Now analysts are growing increasingly worried that Crescent Point Energy Corp. (TSX:CPG)(NYSE:CPG) will be next, with its dividend yield nudging 10% and West Texas Intermediate or WTI now under $50 per barrel.
But despite these concerns I don’t believe that Crescent Point will need to cut its dividend at this time, despite WTI being at its lowest point since early 2009.
Let me explain why.
Solid hedging position mitigates the risks of lower crude prices
Crescent Point has a strong risk management program that protects it from the downside of lower crude prices, through a range of price hedges for oil and natural gas. This now sees over 50% of Crescent Point’s 2015 oil production hedged at $90 per barrel net of royalties, smoothing out its cash flow and reducing the impact of significantly lower crude prices.

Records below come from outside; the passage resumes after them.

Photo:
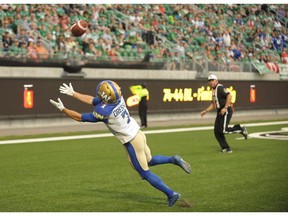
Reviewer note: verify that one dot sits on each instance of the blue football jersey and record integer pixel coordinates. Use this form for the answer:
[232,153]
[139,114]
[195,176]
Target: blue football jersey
[116,117]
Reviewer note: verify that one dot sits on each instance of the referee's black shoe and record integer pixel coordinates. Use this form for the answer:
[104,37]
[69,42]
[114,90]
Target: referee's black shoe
[244,132]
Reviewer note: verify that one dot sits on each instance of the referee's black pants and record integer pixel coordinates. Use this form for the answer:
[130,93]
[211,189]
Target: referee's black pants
[221,127]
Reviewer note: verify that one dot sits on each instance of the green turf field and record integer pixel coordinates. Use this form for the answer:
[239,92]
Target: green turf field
[93,175]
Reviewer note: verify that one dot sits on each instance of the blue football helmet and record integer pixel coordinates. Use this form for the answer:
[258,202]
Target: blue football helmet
[108,92]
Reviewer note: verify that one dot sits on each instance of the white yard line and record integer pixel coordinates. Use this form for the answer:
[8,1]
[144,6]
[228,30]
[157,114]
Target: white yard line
[90,136]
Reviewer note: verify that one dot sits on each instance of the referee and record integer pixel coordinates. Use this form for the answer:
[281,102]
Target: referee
[221,100]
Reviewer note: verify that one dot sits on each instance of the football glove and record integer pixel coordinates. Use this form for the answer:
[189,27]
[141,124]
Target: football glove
[65,89]
[59,105]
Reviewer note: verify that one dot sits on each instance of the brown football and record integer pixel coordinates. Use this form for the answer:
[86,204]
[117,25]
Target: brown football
[79,28]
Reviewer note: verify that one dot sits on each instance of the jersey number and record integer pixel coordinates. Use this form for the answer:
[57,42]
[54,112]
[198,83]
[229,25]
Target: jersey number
[124,114]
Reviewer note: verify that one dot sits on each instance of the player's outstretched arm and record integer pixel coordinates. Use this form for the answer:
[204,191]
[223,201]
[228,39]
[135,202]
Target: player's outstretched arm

It also helps to shield Crescent Point’s dividend and reduce the risk of it being cut. In fact, the company has confirmed in its 2015 capital budget that the dividend at this time remains unchanged.
Cost savings through reduced capital expenditures and operating costs
As part of its 2015 capital budget Crescent Point has announced that capital expenditures or capex have been reduced by 28% in comparison to 2014, while it seeking to reduce costs by 10% during the same period. This will allow Crescent Point to create considerable savings which can be directed to sustaining the dividend even as cash flows fall on the back of markedly softer crude prices.
History of maintaining its dividend despite significantly softer crude prices
At the height of the global financial crisis in late 2008 when the price of WTI fell to under $40 per barrel, Crescent Point’s dividend remained unchanged.
This was because company’s hedging position and solid balance sheet endowed it with considerable financial flexibility, giving it the ability to weather lower crude prices without cutting its dividend. The company now finds itself in a similar position and its financial strength and flexibility leave it well positioned to weather the markedly lower crude prices dominating the outlook for the oil industry.
Where to from here?
What is unclear at this time is just how long low crude prices will remain with conflicting information coming from analysts. During the global financial crisis crude prices bounced back after a year returning to above $80 per barrel by the end of 2009.
But if significantly lower crude prices remain in place for a considerable time, then Crescent Point will eventually be forced to cut its dividend in order retain sufficient cash flow for investment in production-sustaining capital expenditures. Yet for this to occur, I would expect them to have to remain in place for a prolonged period of greater than two years, which appears unlikely.